Facebook allows publishers to sell ads in their articles and keep the revenue. They can also hand over the reigns and use Facebook’s Audience Network to earn some revenue from their content, with a 30 percent cut going to Facebook.

As an added bonus, Instant Articles allows publishers to continue to collect data about their readers using external tools, in addition to whatever data Facebook provides.

Instant Articles seems like a powerful solution that would allow publishers to host articles on social media and still earn revenue from their content. This is likely why Facebook’s launch partners included some of the biggest media companies in the world, from Buzzfeed to the New York Times.  And yet, many in the industry—even some of the launch partners—still questioned whether the tool was in fact a positive for publishers.

The Atlantic’s editor-in-chief, James Bennet, explained the fear was of “losing control over the means of your distribution.” Even those who thought the service looked great raised concerns that Facebook could just switch up the Instant Articles deal whenever they pleased, taking a bigger cut of ad revenue or changing how many people see these posts.

These concerns are understandable, until you realize that the status quo is probably even more bleak. Publishers are already struggling to stay afloat. Job cuts are rampant, and many newspapers and magazines are closing their doors. Those that survive seem to be the ones that have resonated with the social media audience. Facebook already drives 14-16 percent of the New York Times’ traffic. National Geographic gets about 25 percent of its traffic from the social network. Buzzfeed gets even more of its traffic from Facebook, and approximately 75 percent of its traffic is generated through social media. Why wouldn’t these publishers try and host revenue-generating content where the readers are?

The times, they are a-changin

Facebook’s Instant Articles are probably the biggest sign that we’re moving to a social network-hosted web. But there are others.

Countless publishers already post videos to YouTube where their followings rarely, if ever, end up on their websites. More than a million posts have been published directly to LinkedIn. Snapchat’s Discover platform hosts content from some of the world’s biggest publishers as well, and, like with Instant Articles, these publishers can sell ads in order to earn revenue from this content.

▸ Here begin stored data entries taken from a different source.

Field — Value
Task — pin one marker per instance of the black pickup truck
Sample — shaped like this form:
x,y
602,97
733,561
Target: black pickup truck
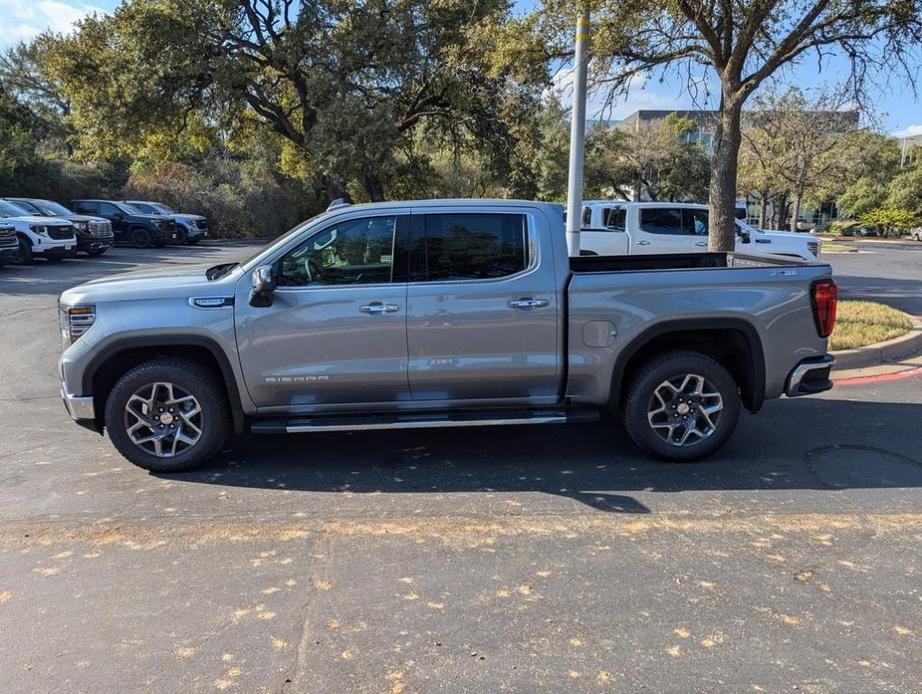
x,y
131,226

Other publishers have started to create content specific to social networks. Refinery29, for example, has built content with consumption on Facebook in mind. But none of these examples have seen publishers actually ditch their websites though. For that, you have to look to smaller sources.

 A screenshot from SAC Media's Medium page
A screenshot from SAC Media’s Medium page

Earlier this year, the journalism school at Mount San Antonio College decided to stop printing a physical newspaper and to host all of its content on Medium. Since the switch, several stories have far exceeded the readership numbers that they were ever able to attain in print. While a student paper doesn’t exactly carry weight when it comes to the publishing industry as a whole, it’s a powerful symbol of where things are headed.

The value of websites to publishers has been questioned before, many times. As those in the industry continue to struggle, that’s a debate that isn’t going away.

Though relinquishing power is a scary notion for publishers, it comes with many advantages, including making life as easy as possible for readers. If they can establish deals to protect their control over the substance, publishers may not be so hesitant to move towards social network-hosted content. And, as today’s New York Magazine hacking illustrated, they may not even have a choice.